In this video, I talk about the “gap,” “safety” as an internal experience of the “real,” labeling, and how we can more effectively notice and verbalize in ourselves our experience, needs, and internal sensations as it relates to safety.
The Irish, instead of saying “I’m sad” will say “I have a sadness.” Similarly, we can talk about anxiety, depression in this way. Either, “I’m anxious” or “my brain is doing a thing, I am having an anxiety.” With others, sometimes we say “You made me mad” instead of “I am having a reaction to what you’re doing, I am feeling an anger (which I recognize as tension in my muscles, a fight-reaction, etc).”

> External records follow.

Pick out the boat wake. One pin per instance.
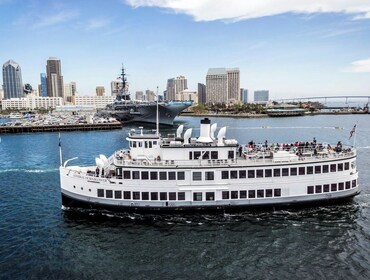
(21, 170)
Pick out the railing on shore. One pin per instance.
(53, 128)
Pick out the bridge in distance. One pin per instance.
(347, 101)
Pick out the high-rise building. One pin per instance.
(244, 95)
(70, 90)
(54, 77)
(222, 85)
(216, 85)
(100, 91)
(261, 96)
(233, 84)
(201, 93)
(115, 87)
(175, 85)
(12, 79)
(44, 85)
(139, 95)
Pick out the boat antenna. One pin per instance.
(157, 120)
(60, 151)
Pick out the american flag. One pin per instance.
(352, 131)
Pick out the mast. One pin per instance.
(157, 120)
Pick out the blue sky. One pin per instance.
(292, 48)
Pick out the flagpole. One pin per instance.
(60, 151)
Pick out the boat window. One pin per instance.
(340, 167)
(210, 196)
(251, 174)
(209, 175)
(144, 175)
(197, 176)
(172, 175)
(197, 196)
(285, 171)
(180, 175)
(205, 155)
(117, 194)
(163, 196)
(277, 172)
(163, 175)
(181, 196)
(136, 195)
(243, 194)
(100, 192)
(333, 167)
(234, 194)
(269, 193)
(108, 193)
(277, 192)
(153, 196)
(145, 195)
(260, 193)
(293, 171)
(346, 165)
(214, 154)
(126, 174)
(309, 169)
(126, 195)
(348, 185)
(135, 175)
(225, 195)
(231, 155)
(153, 175)
(310, 190)
(268, 172)
(172, 196)
(325, 168)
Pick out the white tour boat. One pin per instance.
(180, 172)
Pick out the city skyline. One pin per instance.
(291, 49)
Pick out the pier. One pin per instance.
(53, 128)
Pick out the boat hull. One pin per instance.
(76, 203)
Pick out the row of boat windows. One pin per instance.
(232, 174)
(278, 172)
(142, 144)
(179, 196)
(331, 187)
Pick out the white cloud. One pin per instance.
(235, 10)
(57, 18)
(359, 66)
(97, 23)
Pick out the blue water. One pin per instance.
(39, 240)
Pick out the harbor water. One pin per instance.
(40, 240)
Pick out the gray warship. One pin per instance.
(126, 110)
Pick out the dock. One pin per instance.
(54, 128)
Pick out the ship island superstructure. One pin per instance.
(181, 172)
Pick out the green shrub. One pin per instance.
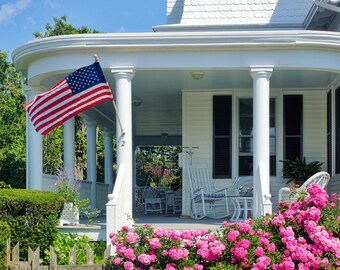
(32, 216)
(4, 235)
(64, 242)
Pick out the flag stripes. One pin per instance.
(54, 107)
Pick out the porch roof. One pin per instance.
(163, 63)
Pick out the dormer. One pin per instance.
(214, 15)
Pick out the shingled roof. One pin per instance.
(238, 12)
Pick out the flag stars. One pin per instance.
(83, 78)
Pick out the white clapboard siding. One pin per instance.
(315, 126)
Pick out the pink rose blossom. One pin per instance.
(128, 266)
(145, 259)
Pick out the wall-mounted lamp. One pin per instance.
(137, 102)
(197, 75)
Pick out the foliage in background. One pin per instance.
(68, 188)
(4, 235)
(63, 243)
(158, 166)
(299, 170)
(4, 185)
(13, 126)
(53, 142)
(61, 27)
(32, 216)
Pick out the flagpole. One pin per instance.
(113, 102)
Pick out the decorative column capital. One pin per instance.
(32, 90)
(122, 72)
(107, 133)
(90, 123)
(259, 71)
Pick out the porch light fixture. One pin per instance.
(197, 75)
(137, 102)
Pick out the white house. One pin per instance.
(248, 82)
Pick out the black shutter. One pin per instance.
(292, 117)
(221, 136)
(329, 132)
(337, 130)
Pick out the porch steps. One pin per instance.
(97, 230)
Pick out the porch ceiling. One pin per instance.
(161, 94)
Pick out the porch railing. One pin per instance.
(113, 219)
(265, 202)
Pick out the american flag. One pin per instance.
(79, 91)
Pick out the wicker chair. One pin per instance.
(320, 178)
(205, 202)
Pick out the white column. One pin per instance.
(69, 145)
(123, 77)
(108, 159)
(34, 150)
(91, 155)
(261, 76)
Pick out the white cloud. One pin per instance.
(52, 4)
(9, 10)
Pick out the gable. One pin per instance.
(238, 12)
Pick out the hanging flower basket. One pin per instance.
(69, 215)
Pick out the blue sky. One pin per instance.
(20, 18)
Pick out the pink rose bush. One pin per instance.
(303, 235)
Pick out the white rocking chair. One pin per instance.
(205, 202)
(320, 178)
(243, 200)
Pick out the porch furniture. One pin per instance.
(288, 195)
(206, 202)
(243, 199)
(173, 202)
(153, 202)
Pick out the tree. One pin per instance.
(60, 27)
(53, 140)
(13, 120)
(158, 166)
(13, 126)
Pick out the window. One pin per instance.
(329, 132)
(222, 136)
(337, 130)
(246, 137)
(292, 118)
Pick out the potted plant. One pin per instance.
(297, 171)
(68, 188)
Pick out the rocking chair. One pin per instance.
(205, 202)
(320, 178)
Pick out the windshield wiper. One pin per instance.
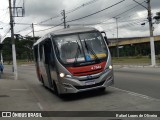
(77, 53)
(92, 51)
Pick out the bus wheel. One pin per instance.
(102, 89)
(42, 81)
(55, 88)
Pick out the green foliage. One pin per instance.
(23, 48)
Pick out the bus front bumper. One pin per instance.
(70, 85)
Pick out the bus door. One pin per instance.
(48, 60)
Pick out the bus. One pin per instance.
(73, 60)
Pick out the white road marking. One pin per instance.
(40, 106)
(19, 89)
(137, 94)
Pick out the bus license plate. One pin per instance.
(90, 82)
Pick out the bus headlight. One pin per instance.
(110, 67)
(62, 75)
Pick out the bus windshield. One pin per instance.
(84, 47)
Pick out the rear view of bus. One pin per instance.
(78, 60)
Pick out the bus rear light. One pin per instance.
(61, 75)
(110, 67)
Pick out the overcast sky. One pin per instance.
(37, 11)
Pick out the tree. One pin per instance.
(157, 17)
(23, 45)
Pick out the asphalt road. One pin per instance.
(135, 89)
(144, 81)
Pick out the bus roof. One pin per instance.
(67, 31)
(72, 30)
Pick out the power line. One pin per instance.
(79, 7)
(49, 28)
(121, 13)
(69, 11)
(96, 12)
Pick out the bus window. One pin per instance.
(41, 52)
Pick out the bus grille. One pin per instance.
(89, 86)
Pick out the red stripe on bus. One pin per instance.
(86, 70)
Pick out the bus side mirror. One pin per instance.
(105, 38)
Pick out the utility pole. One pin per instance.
(117, 45)
(153, 58)
(13, 43)
(64, 18)
(1, 50)
(33, 32)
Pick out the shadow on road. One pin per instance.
(81, 95)
(84, 95)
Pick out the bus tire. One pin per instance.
(55, 89)
(102, 89)
(42, 81)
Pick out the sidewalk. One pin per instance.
(14, 96)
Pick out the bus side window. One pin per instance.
(41, 52)
(48, 51)
(36, 53)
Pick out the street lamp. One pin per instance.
(1, 50)
(153, 58)
(117, 36)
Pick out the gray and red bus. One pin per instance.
(73, 60)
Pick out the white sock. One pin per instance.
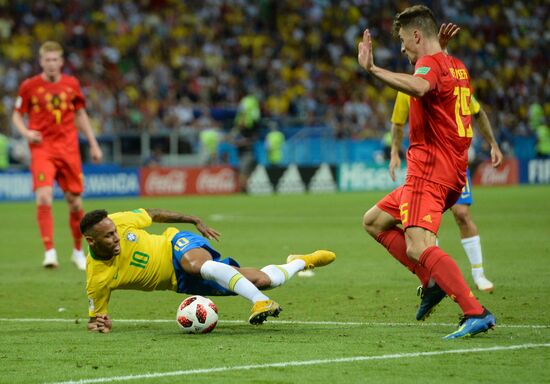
(229, 278)
(279, 274)
(472, 247)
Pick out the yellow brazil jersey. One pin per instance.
(400, 113)
(144, 262)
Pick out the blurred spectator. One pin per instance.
(144, 65)
(210, 136)
(155, 159)
(543, 140)
(274, 142)
(245, 134)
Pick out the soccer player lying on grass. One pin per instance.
(125, 256)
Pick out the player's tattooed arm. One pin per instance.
(165, 216)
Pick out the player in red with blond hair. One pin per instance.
(55, 107)
(440, 135)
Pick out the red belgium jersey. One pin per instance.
(51, 108)
(440, 122)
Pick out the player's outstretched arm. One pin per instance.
(165, 216)
(396, 139)
(409, 84)
(487, 133)
(100, 323)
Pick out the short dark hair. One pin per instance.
(90, 219)
(418, 16)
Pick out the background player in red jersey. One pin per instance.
(440, 134)
(55, 107)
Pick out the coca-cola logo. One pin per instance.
(170, 183)
(221, 181)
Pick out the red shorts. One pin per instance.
(419, 203)
(66, 170)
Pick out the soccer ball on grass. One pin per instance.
(197, 314)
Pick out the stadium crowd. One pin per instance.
(155, 64)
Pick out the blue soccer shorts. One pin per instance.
(192, 284)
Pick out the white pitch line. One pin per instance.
(302, 363)
(284, 322)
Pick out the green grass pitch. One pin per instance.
(353, 322)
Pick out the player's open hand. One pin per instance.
(206, 231)
(395, 162)
(496, 156)
(446, 33)
(96, 154)
(364, 55)
(100, 323)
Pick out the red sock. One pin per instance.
(74, 222)
(447, 275)
(394, 241)
(45, 225)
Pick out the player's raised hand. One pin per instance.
(206, 231)
(395, 162)
(96, 154)
(364, 55)
(496, 156)
(33, 137)
(446, 33)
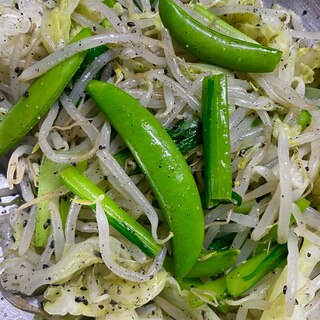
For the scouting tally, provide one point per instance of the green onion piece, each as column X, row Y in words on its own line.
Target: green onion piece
column 304, row 119
column 223, row 243
column 245, row 207
column 119, row 219
column 312, row 93
column 249, row 273
column 49, row 180
column 209, row 264
column 216, row 140
column 218, row 287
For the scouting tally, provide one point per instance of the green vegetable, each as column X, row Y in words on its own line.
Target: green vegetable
column 209, row 263
column 119, row 219
column 164, row 167
column 249, row 273
column 29, row 109
column 217, row 287
column 215, row 47
column 222, row 243
column 216, row 140
column 304, row 119
column 245, row 207
column 91, row 55
column 186, row 134
column 312, row 93
column 49, row 180
column 221, row 26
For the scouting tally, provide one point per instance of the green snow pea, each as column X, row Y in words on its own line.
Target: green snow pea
column 38, row 99
column 214, row 47
column 164, row 167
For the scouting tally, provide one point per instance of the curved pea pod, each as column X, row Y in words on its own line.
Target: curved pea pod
column 164, row 167
column 214, row 47
column 38, row 99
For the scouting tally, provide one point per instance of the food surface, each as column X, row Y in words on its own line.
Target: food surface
column 161, row 160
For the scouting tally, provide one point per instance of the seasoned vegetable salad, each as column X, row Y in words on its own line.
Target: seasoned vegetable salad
column 166, row 157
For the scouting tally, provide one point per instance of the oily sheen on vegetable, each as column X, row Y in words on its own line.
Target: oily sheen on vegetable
column 164, row 167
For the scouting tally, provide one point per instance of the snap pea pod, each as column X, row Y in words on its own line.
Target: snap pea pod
column 209, row 263
column 304, row 119
column 249, row 273
column 220, row 25
column 186, row 134
column 38, row 99
column 119, row 219
column 214, row 47
column 164, row 167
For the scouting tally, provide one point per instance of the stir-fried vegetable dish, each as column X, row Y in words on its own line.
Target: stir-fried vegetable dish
column 162, row 160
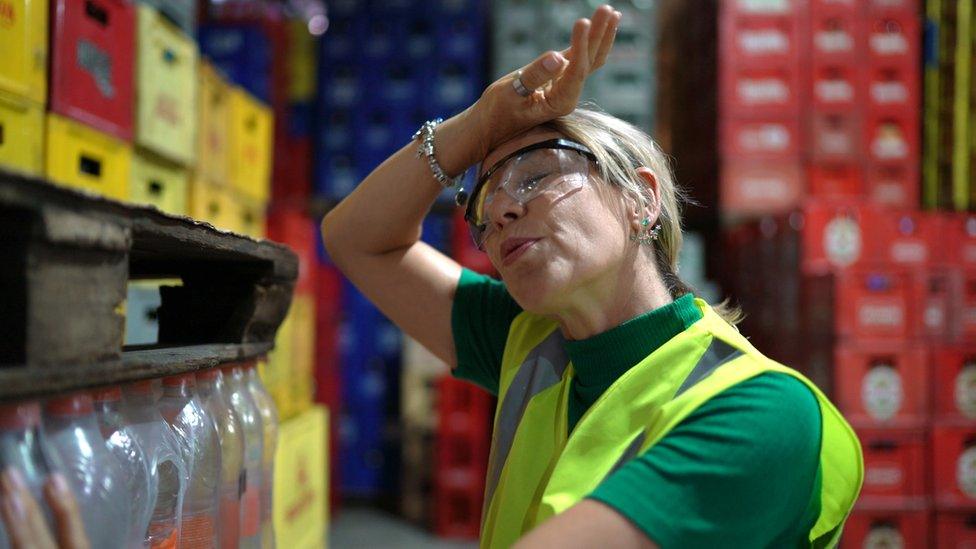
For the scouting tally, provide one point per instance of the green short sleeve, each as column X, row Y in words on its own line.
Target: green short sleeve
column 741, row 471
column 481, row 316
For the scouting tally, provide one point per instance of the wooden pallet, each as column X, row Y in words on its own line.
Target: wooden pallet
column 66, row 258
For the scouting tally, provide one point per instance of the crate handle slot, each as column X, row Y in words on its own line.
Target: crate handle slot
column 97, row 13
column 89, row 165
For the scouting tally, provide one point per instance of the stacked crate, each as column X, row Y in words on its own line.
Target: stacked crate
column 23, row 85
column 384, row 70
column 877, row 307
column 819, row 100
column 624, row 87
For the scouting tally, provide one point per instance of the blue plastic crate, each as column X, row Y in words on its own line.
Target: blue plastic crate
column 243, row 53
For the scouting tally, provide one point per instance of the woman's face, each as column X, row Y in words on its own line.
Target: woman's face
column 556, row 248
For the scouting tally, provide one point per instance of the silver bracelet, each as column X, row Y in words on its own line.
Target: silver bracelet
column 426, row 150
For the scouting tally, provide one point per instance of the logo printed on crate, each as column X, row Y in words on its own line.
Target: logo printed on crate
column 889, row 142
column 834, row 41
column 837, row 90
column 882, row 393
column 965, row 390
column 889, row 40
column 763, row 90
column 8, row 15
column 884, row 536
column 880, row 314
column 966, row 472
column 98, row 63
column 764, row 42
column 842, row 241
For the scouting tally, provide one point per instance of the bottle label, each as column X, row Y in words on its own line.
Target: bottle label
column 230, row 521
column 197, row 531
column 252, row 511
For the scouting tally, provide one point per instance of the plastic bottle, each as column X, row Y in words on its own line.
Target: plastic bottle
column 211, row 388
column 122, row 443
column 243, row 404
column 23, row 447
column 94, row 474
column 269, row 429
column 200, row 448
column 166, row 469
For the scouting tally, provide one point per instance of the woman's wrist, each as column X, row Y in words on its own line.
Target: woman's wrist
column 459, row 142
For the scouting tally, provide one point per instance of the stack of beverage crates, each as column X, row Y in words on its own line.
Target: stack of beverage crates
column 841, row 275
column 819, row 99
column 624, row 87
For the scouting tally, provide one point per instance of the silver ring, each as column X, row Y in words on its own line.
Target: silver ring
column 519, row 86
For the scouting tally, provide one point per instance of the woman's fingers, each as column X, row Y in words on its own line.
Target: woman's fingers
column 22, row 516
column 70, row 528
column 607, row 43
column 546, row 67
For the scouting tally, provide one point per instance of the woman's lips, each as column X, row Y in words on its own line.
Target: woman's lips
column 515, row 248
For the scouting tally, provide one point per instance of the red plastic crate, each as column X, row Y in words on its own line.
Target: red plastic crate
column 834, row 236
column 761, row 187
column 891, row 88
column 835, row 34
column 874, row 303
column 835, row 181
column 960, row 237
column 906, row 528
column 954, row 465
column 762, row 138
column 92, row 60
column 891, row 137
column 934, row 295
column 954, row 384
column 966, row 311
column 894, row 185
column 882, row 384
column 904, row 237
column 835, row 87
column 955, row 530
column 895, row 467
column 292, row 227
column 835, row 137
column 761, row 92
column 758, row 40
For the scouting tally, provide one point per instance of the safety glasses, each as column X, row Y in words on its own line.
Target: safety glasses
column 555, row 167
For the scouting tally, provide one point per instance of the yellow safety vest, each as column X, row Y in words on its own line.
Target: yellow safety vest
column 535, row 472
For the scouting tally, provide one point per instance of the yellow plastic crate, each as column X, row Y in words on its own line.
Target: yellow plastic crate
column 166, row 88
column 301, row 62
column 79, row 156
column 158, row 182
column 214, row 204
column 300, row 505
column 252, row 218
column 21, row 134
column 23, row 41
column 250, row 145
column 212, row 134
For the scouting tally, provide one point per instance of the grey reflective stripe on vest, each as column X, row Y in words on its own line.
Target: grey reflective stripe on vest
column 718, row 353
column 542, row 368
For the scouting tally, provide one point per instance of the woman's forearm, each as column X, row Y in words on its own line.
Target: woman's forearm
column 385, row 211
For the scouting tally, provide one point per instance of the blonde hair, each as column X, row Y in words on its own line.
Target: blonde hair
column 621, row 147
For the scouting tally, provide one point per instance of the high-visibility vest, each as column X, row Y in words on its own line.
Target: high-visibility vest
column 535, row 471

What I want to suggest here is that we can do the same with our conception of safety. In establishing our own bodily sensations and experience of safety, we can start to verbalize this as “I am having a safety” or “I am having an un-safety” in this particular situation, moment, in this relationship. Rather than saying “You’re un-safe,” we can talk about how, from our own experience, my body / my brain is telling me a thing. We can notice our own experience, be open and curious with it. In this space of openness and curiosity with ourselves, we can then extend this to other people. The alternative can be, in the social milieu we are in (where counseling is generally and openly accepted, hooray!) these terms are weaponized, used as pejorative labels — “You’re toxic,” “You’re bad,” “You’re abusive.”
I invite you to taking the internal space, noticing and being curious about your own experience in the moment, and in this openness and curiosity (and compassion), engage with others in the same way.